We got to attack legal ethics, but the lawyers couldn't attack media ethics, such as they are, because that wasn't the subject (heh, heh, heh). Naturally, though, a couple of the lawyers kept trying to turn the spotlight on multiple media sins -- a typical lawyer trick.

Several of the lawyers on the panel regularly handle "high-profile" cases -- among others were Bob Bennett, Bill Clinton's lawyer, Richard Beckler, who was John Poindexter's lawyer during the Iran-Contra scandal, and Racehorse Haynes of Houston, who defended former Texas House Speaker Goober Mutscher.

After some spiffy sparring in the early rounds -- biff, bam, pop! -- quick footwork, a couple of punishing rights and a general display of extraordinary rhetorical skill, what struck me about all three distinguished members of the defense bar was, finally, not the skill with which they defended their calling but the sorrow with which they regard its current state. In fact, there were even undertones of anguish.

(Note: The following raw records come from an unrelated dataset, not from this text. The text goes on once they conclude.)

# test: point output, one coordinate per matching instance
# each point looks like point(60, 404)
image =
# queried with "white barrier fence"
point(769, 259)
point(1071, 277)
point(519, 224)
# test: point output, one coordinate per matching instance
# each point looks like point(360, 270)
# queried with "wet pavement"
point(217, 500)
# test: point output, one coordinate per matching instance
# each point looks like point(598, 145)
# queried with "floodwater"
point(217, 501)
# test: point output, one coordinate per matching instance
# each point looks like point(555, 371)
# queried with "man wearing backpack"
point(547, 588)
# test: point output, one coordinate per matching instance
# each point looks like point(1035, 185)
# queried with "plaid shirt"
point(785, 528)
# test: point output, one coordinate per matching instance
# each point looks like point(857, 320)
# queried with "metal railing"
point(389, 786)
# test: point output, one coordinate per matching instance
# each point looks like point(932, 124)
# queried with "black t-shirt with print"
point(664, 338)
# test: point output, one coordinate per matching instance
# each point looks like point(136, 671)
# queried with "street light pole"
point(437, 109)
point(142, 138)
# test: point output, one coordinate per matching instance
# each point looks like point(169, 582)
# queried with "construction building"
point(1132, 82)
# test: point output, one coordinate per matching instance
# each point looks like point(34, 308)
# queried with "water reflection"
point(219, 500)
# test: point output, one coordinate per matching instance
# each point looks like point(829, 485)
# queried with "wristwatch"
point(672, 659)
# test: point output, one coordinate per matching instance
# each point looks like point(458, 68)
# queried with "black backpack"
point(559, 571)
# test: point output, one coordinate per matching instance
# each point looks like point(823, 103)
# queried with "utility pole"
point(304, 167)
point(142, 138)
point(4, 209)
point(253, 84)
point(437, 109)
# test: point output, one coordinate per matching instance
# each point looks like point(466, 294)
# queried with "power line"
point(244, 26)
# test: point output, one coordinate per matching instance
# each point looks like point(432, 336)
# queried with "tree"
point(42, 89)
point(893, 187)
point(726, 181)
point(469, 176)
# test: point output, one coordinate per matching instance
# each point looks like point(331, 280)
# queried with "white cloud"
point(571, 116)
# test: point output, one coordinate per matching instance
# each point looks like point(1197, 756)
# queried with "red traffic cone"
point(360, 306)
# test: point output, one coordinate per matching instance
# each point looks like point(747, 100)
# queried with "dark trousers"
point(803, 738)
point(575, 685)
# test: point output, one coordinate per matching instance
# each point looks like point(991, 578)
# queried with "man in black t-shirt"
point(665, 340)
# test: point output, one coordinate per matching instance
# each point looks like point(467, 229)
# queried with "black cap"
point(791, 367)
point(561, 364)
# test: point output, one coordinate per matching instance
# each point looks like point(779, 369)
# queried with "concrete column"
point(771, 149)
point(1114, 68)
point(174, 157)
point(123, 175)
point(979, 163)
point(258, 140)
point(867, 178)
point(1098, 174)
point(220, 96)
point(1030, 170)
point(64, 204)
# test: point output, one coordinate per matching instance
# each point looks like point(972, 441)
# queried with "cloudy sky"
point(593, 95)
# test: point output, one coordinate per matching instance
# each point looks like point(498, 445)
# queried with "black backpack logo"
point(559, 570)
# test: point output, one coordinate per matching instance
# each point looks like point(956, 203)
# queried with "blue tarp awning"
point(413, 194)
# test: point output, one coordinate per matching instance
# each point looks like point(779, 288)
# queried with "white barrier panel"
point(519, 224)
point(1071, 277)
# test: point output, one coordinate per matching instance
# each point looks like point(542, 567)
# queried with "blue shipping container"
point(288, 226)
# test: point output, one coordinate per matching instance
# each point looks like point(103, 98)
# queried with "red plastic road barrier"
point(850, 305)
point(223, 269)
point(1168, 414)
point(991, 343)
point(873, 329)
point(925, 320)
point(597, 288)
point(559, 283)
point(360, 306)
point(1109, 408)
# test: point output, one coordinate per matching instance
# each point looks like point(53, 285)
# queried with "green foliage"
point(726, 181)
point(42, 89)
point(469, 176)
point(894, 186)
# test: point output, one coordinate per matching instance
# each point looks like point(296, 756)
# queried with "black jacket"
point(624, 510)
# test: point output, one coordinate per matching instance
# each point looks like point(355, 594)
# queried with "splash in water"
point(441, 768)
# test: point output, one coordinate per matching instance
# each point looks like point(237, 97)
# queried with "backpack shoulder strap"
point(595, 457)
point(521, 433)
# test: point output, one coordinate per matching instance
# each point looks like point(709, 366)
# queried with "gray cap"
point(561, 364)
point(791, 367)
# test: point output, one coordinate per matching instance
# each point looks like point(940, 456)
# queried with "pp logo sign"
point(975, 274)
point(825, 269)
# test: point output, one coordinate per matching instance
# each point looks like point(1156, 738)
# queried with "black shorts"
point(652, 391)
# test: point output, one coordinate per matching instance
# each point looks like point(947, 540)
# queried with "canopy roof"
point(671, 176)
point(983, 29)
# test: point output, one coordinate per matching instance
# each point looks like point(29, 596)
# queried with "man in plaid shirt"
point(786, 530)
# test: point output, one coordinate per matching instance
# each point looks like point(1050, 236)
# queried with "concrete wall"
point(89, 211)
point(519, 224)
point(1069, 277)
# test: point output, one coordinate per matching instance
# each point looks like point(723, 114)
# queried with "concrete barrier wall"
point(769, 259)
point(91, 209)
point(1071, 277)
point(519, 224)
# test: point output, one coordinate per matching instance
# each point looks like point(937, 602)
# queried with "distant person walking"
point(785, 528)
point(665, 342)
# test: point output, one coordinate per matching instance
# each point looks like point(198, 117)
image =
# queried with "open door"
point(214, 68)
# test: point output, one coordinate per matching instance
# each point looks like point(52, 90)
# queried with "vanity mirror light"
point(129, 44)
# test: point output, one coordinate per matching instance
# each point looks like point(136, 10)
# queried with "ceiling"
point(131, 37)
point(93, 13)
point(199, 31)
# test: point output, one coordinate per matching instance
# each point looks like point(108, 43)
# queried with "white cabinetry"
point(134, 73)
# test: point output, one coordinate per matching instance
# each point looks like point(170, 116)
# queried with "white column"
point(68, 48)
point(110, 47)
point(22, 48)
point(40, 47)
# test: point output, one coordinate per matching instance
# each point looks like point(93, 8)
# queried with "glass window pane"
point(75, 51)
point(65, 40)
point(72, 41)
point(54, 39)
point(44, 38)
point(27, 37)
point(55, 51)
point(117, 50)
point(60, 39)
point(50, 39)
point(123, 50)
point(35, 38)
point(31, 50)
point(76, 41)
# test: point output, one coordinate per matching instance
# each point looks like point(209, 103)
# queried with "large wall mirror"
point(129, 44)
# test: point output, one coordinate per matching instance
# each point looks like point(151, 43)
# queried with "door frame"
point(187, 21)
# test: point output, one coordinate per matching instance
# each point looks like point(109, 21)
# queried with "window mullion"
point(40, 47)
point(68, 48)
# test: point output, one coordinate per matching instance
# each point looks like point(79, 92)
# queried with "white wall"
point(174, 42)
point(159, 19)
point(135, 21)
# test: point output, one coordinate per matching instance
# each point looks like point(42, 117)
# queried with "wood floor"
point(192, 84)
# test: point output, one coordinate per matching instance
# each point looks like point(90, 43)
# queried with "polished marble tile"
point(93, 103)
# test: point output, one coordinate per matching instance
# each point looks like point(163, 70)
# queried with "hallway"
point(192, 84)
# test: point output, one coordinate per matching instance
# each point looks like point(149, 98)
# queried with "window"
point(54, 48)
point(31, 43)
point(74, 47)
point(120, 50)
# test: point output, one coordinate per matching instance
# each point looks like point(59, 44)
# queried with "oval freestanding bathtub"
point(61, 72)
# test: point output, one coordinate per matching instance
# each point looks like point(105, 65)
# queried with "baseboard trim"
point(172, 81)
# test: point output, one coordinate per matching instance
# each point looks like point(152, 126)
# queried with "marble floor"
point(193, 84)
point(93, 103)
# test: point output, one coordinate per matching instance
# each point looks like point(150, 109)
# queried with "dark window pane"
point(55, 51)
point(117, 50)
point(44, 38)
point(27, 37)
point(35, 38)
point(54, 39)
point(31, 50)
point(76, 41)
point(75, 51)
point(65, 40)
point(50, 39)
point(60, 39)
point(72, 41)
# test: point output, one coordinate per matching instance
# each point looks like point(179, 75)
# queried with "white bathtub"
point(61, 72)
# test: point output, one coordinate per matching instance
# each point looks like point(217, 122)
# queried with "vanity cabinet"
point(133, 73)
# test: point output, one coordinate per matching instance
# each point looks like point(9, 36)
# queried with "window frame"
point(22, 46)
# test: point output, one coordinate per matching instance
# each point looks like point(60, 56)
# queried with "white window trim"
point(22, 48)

You could hear them struggling with excuses and accountability: Who is responsible for "the Rambo approach," what Rather called the "Just win, baby" kind of lawyering? Beckler set it in the context of a larger societal decline in civility and decency, a game he called "moral annihilation," in which you don't just disagree with your opponent, you try to destroy him, and in which your opponent is not merely mistaken but an evil person.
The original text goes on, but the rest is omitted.